O uso excessivo do celular causa prejuízos ao sono e ao desenvolvimento de habilidades sociais. “Segundo um estudo da faculdade de Medicina de Harvard, publicado na revista Nature, a luz azul emitida por aparelhos celulares e tablets ativa os neurônios e perturba o sono. Neste sentido, as pessoas podem ter a sensação de estarem sempre ligadas e disponíveis, características não compatíveis com o sono. A luz emitida pelas telas dos dispositivos bloqueia a liberação da melatonina – que é o hormônio responsável por avisar ao corpo que está na hora de dormir. O sono é regulador do humor e da saúde mental, se ele não estiver equilibrado, todo o resto sofrerá alterações/prejuízos. O desenvolvimento de habilidades sociais fica prejudicada, pois a relação virtual distancia dos desafios da vida diária e permite pensar que tudo será resolvido em um clique, não desenvolvemos tolerância em esperar, em sermos frustrados, ou falar sobre nossos sentimentos na presença de outra pessoa”, ressalta Klaudia Sadala.

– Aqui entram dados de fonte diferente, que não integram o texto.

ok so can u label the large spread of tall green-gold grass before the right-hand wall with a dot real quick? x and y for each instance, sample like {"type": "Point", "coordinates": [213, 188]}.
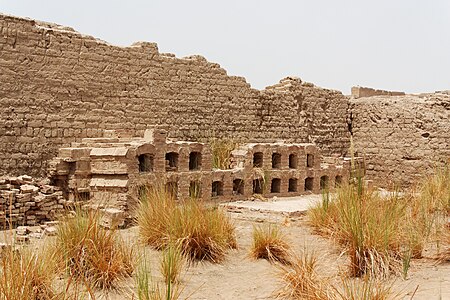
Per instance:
{"type": "Point", "coordinates": [380, 233]}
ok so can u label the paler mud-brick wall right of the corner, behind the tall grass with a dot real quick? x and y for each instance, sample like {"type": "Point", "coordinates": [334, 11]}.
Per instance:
{"type": "Point", "coordinates": [402, 137]}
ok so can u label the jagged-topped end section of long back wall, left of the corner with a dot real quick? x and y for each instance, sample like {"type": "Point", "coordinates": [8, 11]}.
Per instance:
{"type": "Point", "coordinates": [300, 111]}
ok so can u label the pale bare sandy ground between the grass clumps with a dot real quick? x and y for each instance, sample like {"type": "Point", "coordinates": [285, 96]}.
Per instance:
{"type": "Point", "coordinates": [240, 277]}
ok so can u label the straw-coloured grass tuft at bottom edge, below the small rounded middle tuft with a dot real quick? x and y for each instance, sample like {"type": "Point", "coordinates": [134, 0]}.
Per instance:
{"type": "Point", "coordinates": [301, 280]}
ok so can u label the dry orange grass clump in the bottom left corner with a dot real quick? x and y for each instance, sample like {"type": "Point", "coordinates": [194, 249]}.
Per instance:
{"type": "Point", "coordinates": [25, 274]}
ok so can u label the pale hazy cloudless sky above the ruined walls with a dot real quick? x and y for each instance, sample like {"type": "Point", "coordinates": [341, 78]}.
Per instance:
{"type": "Point", "coordinates": [387, 44]}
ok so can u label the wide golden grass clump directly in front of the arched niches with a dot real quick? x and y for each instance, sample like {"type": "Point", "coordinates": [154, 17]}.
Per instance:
{"type": "Point", "coordinates": [202, 233]}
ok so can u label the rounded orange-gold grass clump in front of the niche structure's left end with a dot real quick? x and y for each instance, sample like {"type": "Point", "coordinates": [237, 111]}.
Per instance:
{"type": "Point", "coordinates": [91, 253]}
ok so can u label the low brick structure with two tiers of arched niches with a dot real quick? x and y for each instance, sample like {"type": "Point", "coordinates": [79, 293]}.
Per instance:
{"type": "Point", "coordinates": [112, 171]}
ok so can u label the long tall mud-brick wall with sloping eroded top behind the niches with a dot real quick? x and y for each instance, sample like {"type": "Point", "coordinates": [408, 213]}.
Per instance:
{"type": "Point", "coordinates": [58, 86]}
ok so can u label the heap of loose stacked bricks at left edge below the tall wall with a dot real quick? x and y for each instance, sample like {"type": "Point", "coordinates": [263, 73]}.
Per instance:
{"type": "Point", "coordinates": [23, 201]}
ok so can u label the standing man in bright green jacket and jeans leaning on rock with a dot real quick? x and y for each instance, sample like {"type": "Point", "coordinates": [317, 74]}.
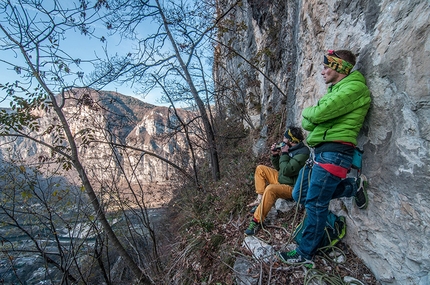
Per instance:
{"type": "Point", "coordinates": [333, 125]}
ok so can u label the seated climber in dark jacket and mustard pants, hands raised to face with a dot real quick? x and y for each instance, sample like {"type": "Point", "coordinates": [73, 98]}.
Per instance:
{"type": "Point", "coordinates": [287, 158]}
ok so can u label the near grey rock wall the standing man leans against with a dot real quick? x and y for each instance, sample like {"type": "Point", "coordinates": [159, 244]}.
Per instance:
{"type": "Point", "coordinates": [392, 41]}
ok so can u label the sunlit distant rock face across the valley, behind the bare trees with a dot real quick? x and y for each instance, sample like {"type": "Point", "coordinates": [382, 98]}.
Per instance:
{"type": "Point", "coordinates": [114, 118]}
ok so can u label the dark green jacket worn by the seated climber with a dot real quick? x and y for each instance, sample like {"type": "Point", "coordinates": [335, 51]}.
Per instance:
{"type": "Point", "coordinates": [289, 164]}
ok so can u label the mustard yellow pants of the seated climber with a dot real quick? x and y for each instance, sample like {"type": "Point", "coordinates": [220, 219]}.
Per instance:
{"type": "Point", "coordinates": [266, 184]}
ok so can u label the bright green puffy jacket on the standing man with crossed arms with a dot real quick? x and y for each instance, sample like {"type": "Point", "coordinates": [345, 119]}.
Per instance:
{"type": "Point", "coordinates": [340, 113]}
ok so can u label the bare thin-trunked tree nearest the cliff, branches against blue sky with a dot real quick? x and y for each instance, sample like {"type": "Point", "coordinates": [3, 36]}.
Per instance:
{"type": "Point", "coordinates": [176, 52]}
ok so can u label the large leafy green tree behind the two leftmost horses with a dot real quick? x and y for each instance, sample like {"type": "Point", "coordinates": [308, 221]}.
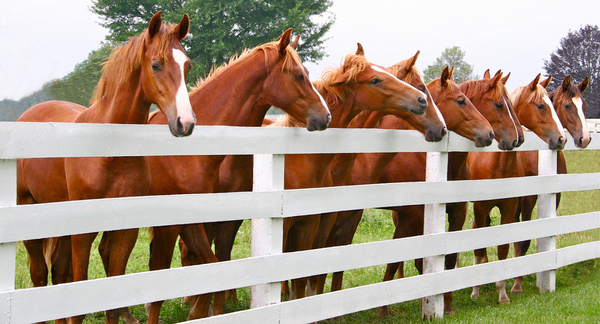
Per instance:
{"type": "Point", "coordinates": [220, 29]}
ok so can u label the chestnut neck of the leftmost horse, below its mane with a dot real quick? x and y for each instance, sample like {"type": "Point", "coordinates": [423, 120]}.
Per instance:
{"type": "Point", "coordinates": [127, 105]}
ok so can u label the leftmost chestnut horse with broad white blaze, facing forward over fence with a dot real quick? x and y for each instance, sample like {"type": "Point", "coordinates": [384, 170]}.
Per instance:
{"type": "Point", "coordinates": [150, 68]}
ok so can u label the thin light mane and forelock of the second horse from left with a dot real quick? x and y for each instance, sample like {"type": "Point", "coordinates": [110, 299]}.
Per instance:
{"type": "Point", "coordinates": [291, 58]}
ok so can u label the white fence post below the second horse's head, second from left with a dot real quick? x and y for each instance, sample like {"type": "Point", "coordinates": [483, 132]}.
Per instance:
{"type": "Point", "coordinates": [267, 233]}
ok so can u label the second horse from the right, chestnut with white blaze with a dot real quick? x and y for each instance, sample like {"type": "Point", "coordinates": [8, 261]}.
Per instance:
{"type": "Point", "coordinates": [536, 112]}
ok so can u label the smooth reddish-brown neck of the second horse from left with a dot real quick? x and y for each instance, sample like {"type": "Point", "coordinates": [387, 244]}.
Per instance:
{"type": "Point", "coordinates": [234, 97]}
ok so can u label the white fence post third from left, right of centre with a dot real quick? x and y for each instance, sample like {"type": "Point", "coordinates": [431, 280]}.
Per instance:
{"type": "Point", "coordinates": [434, 222]}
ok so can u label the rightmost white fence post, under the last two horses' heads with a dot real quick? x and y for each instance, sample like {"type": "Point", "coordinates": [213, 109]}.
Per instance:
{"type": "Point", "coordinates": [547, 165]}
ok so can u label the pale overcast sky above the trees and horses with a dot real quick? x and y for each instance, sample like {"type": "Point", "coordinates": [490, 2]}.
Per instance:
{"type": "Point", "coordinates": [43, 40]}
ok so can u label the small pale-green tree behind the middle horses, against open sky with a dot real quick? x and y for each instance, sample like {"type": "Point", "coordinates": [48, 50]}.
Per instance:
{"type": "Point", "coordinates": [452, 57]}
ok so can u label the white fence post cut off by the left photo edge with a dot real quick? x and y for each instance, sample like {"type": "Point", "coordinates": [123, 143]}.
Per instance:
{"type": "Point", "coordinates": [8, 197]}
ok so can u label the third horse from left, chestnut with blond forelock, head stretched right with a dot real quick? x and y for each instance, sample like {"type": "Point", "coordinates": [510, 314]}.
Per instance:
{"type": "Point", "coordinates": [355, 86]}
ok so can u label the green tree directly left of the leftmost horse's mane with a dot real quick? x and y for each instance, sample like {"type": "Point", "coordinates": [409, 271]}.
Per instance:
{"type": "Point", "coordinates": [78, 86]}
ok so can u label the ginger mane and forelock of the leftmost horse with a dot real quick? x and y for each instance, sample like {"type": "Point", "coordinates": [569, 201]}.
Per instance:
{"type": "Point", "coordinates": [126, 59]}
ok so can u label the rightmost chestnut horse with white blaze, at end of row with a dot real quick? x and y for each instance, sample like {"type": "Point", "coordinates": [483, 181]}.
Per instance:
{"type": "Point", "coordinates": [570, 108]}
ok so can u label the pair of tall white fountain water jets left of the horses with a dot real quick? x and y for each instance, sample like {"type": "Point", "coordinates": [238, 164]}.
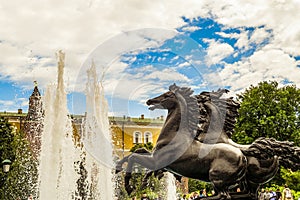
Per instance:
{"type": "Point", "coordinates": [59, 158]}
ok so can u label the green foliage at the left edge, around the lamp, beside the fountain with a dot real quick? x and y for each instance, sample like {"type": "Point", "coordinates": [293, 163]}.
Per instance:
{"type": "Point", "coordinates": [21, 180]}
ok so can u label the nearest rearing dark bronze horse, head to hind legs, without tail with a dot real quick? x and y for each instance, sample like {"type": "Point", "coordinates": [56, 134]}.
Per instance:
{"type": "Point", "coordinates": [177, 151]}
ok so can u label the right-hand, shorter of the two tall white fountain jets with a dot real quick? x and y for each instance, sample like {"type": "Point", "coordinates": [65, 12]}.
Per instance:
{"type": "Point", "coordinates": [97, 139]}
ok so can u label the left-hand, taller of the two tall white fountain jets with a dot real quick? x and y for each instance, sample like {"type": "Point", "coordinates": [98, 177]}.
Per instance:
{"type": "Point", "coordinates": [57, 177]}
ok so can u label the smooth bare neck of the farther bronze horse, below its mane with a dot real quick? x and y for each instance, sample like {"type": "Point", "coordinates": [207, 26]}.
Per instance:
{"type": "Point", "coordinates": [217, 120]}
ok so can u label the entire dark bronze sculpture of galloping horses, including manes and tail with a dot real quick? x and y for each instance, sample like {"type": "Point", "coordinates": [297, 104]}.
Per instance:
{"type": "Point", "coordinates": [195, 142]}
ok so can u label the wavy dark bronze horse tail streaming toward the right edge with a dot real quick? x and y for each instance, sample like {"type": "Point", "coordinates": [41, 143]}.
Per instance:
{"type": "Point", "coordinates": [266, 148]}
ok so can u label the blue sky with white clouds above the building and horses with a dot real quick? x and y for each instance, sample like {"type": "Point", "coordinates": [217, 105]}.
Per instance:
{"type": "Point", "coordinates": [139, 48]}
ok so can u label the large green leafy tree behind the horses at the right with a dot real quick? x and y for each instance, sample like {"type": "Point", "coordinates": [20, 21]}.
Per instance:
{"type": "Point", "coordinates": [268, 110]}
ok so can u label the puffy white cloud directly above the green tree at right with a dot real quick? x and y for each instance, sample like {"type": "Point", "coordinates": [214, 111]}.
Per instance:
{"type": "Point", "coordinates": [265, 64]}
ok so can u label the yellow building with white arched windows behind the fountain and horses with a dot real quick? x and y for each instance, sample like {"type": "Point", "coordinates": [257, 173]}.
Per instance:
{"type": "Point", "coordinates": [125, 132]}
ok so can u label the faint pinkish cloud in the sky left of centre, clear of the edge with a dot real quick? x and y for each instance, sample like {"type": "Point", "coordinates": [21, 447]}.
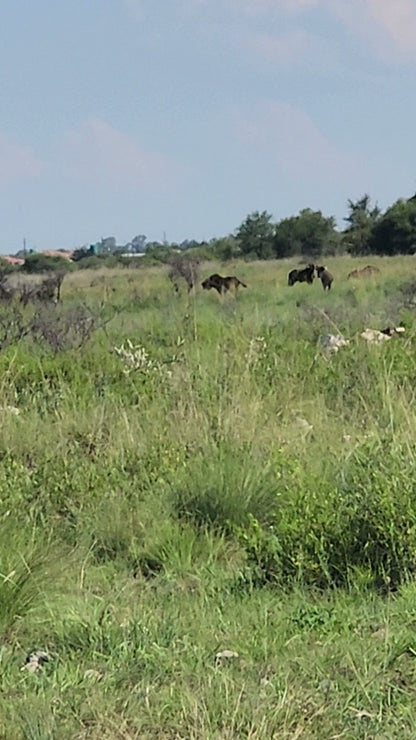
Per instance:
{"type": "Point", "coordinates": [96, 151]}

Se usado com moderação, o celular pode ser um aparelho benéfico e aliado do usuário. “O celular é um recurso tecnológico importantíssimo, hoje seria bem difícil pensar em nossa vida sem ele. Ele viabiliza nossa comunicação, aprendizagem, trocas relacionais, endereços, sites de busca, acesso a informação/orientação (como o caso das consultas online), compras e uma infinidade de recursos, porém seu uso deve ser administrado de forma equilibrada, e quando pensamos em crianças e pré-adolescentes, devem obrigatoriamente passar pela supervisão de adultos. Não há uma indicação precisa do tempo de uso, porém quando nossa qualidade de vida tiver sendo impactada, devemos rever nosso tempo de conexão”, orienta a especialista.

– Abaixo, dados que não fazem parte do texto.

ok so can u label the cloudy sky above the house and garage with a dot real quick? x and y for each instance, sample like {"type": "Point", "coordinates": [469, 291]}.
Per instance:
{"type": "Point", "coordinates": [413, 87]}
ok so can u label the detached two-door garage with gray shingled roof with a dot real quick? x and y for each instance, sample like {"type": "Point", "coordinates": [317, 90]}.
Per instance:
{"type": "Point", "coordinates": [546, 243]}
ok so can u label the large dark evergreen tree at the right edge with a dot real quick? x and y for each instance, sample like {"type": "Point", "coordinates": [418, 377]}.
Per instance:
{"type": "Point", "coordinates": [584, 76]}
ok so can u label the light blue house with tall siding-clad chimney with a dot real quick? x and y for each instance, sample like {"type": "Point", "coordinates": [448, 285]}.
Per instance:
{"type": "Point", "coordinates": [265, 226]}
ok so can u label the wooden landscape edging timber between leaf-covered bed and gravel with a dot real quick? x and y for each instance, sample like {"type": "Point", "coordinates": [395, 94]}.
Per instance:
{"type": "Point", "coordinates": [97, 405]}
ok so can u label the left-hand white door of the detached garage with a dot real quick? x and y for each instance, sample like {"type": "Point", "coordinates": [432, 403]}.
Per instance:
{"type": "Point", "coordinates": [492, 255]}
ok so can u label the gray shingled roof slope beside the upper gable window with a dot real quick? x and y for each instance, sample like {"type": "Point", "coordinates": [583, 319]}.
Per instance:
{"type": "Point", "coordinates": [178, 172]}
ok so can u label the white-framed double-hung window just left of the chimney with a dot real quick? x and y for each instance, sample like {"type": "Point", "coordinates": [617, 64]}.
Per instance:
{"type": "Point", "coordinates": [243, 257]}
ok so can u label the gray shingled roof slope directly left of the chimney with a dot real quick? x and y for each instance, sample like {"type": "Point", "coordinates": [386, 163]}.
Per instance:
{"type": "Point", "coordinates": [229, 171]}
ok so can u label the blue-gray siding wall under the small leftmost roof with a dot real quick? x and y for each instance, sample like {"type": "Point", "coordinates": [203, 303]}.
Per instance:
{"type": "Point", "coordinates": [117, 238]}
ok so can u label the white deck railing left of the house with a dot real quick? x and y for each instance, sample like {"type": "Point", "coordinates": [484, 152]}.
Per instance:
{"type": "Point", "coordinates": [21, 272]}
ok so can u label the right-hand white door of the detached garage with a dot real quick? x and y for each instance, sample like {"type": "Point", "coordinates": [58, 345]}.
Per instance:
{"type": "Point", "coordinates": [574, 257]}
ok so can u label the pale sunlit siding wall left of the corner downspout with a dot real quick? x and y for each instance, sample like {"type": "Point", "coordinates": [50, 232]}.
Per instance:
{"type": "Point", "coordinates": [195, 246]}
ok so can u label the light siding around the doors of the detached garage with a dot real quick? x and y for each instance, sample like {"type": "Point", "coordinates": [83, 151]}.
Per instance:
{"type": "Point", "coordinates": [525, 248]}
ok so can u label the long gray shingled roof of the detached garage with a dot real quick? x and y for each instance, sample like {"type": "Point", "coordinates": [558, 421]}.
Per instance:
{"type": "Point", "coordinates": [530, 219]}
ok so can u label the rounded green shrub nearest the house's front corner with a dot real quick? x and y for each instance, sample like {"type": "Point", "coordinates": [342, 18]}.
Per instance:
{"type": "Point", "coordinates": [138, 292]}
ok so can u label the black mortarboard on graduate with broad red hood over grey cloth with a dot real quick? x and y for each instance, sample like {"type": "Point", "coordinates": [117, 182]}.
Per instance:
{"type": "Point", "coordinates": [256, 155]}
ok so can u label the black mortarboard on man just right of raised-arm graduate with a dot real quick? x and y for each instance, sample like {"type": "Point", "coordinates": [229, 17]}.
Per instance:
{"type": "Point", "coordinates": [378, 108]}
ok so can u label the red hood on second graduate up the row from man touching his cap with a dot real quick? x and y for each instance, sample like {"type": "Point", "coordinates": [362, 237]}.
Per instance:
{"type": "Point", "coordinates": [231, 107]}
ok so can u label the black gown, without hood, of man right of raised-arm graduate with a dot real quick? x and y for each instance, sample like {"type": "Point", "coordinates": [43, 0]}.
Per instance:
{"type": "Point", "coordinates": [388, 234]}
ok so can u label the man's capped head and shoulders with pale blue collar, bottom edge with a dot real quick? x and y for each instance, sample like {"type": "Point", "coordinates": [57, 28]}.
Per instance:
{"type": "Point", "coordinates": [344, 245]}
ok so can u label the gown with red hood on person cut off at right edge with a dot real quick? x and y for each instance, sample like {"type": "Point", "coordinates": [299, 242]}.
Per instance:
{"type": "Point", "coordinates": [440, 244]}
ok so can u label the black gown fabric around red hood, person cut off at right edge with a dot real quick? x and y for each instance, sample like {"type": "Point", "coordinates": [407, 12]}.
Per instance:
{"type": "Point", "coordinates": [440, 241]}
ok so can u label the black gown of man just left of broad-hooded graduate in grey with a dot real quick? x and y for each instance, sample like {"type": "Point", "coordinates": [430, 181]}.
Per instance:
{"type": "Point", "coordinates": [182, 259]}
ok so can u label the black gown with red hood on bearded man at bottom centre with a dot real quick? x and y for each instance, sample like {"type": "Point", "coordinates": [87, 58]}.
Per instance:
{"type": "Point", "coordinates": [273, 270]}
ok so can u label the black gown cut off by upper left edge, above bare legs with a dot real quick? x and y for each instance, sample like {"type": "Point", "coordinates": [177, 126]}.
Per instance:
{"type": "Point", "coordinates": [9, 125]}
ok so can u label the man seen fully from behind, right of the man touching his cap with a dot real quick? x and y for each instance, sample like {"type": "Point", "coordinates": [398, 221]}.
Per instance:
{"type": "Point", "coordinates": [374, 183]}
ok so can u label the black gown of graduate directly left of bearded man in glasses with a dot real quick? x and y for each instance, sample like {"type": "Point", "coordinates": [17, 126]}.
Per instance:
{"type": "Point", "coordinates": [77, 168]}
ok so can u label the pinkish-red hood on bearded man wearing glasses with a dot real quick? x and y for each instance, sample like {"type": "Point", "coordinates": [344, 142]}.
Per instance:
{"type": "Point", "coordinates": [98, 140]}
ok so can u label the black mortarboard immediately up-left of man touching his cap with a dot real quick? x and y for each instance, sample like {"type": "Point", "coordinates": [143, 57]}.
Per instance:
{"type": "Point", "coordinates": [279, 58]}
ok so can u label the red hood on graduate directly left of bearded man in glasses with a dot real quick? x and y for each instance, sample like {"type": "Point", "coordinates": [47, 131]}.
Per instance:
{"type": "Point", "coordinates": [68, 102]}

Publicitário buscou uma relação mais sadia com o uso do celular
O publicitário Newton Correa, de 28, percebeu há alguns anos que precisava rever seus hábitos e decidiu diminuir o tempo de uso do aparelho celular. “Desde 2018 eu sinto a necessidade de diminuir o tempo de uso no celular. Os motivos são vários, vão desde dores de cabeça e vista cansada, até picos de ansiedade gerados pelo excesso de conteúdo das redes sociais. Além disso, eu notei que o meu dedo mindinho (o que sustenta o celular quando eu o seguro na mão) está "distorcido", ele não volta mais para o lugar certo por passar tanto tempo carregando o peso do aparelho”, conta.
Para reduzir o tempo de uso, Newton procura sempre testar técnicas diferentes, como a pomodoro que propõe uma divisão da jornada em intervalos de 25 minutos. Durante esses intervalos de tempo, uma determinada tarefa deve ser realizada ininterruptamente. Ao fim de cada período, é feita uma pausa de 5 minutos e, ao final de cada 4 blocos de 25 minutos, uma pausa de 30.

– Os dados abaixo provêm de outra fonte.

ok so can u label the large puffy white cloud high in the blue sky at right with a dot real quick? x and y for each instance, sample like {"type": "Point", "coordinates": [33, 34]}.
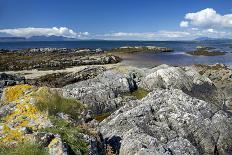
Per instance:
{"type": "Point", "coordinates": [208, 18]}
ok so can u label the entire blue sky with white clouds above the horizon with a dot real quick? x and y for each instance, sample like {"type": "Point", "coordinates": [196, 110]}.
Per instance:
{"type": "Point", "coordinates": [117, 19]}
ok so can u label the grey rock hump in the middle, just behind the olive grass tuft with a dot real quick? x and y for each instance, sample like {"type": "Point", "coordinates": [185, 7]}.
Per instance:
{"type": "Point", "coordinates": [102, 94]}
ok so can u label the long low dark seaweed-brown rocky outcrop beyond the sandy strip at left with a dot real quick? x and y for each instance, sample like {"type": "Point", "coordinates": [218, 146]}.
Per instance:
{"type": "Point", "coordinates": [53, 58]}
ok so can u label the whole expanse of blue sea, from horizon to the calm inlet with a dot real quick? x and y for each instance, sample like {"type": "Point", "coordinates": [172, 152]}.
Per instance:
{"type": "Point", "coordinates": [178, 57]}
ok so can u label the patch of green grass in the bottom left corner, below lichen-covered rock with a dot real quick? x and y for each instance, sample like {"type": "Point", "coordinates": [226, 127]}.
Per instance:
{"type": "Point", "coordinates": [23, 149]}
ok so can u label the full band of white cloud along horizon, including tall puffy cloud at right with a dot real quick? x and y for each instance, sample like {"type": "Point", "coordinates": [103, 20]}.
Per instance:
{"type": "Point", "coordinates": [204, 23]}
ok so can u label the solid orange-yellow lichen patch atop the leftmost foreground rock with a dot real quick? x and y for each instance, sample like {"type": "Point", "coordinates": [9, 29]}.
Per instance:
{"type": "Point", "coordinates": [15, 92]}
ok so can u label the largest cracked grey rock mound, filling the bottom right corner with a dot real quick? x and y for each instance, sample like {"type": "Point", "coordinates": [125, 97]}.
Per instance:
{"type": "Point", "coordinates": [168, 121]}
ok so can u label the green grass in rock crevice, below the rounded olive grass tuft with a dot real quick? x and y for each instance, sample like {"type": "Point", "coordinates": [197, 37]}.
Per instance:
{"type": "Point", "coordinates": [69, 134]}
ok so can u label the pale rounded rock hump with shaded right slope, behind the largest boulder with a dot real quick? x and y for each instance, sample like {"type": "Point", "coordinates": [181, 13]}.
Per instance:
{"type": "Point", "coordinates": [186, 79]}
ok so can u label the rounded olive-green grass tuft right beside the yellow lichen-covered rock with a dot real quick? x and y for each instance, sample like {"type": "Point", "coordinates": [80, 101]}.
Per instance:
{"type": "Point", "coordinates": [54, 103]}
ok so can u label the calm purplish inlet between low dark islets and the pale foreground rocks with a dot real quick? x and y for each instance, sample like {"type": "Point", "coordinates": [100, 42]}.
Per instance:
{"type": "Point", "coordinates": [176, 59]}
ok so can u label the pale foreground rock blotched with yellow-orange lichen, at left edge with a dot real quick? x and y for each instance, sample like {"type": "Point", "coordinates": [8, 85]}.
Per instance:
{"type": "Point", "coordinates": [19, 115]}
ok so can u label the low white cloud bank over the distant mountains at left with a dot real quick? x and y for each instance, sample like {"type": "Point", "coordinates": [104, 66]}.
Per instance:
{"type": "Point", "coordinates": [31, 31]}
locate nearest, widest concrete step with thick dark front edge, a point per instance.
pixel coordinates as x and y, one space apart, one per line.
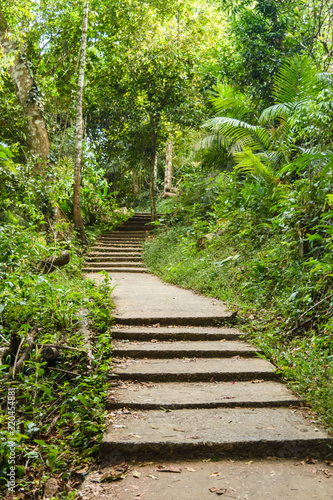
229 432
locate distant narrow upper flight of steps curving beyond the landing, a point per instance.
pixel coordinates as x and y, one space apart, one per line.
120 250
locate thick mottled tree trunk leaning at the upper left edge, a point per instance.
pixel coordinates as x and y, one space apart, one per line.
28 95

“Já fui adepto de aplicativos que bloqueiam smartphone por um determinado período, vez ou outra uso o pomodoro para me concentrar em tarefas mais complexas e também comecei a criar listas com metas e uma delas é reduzir o tempo no celular. Outros hábitos simples ajudam bastante como: desativar notificação de redes sociais e ler mais sobre a nossa relação com a internet”, revela o publicitário.
Atualmente, Newton costuma passar, em média, 4 horas diárias utilizando o aparelho celular e sente menos ansiedade. “Sempre que eu percebo que passei pouco tempo usando celular foi porque estive fazendo outra atividade mais interessante. O ponto é justamente esse: repensar como a gente consome o nosso tempo e buscar formas de aproveita-lo de outra forma que não seja olhando para o celular”, acrescenta.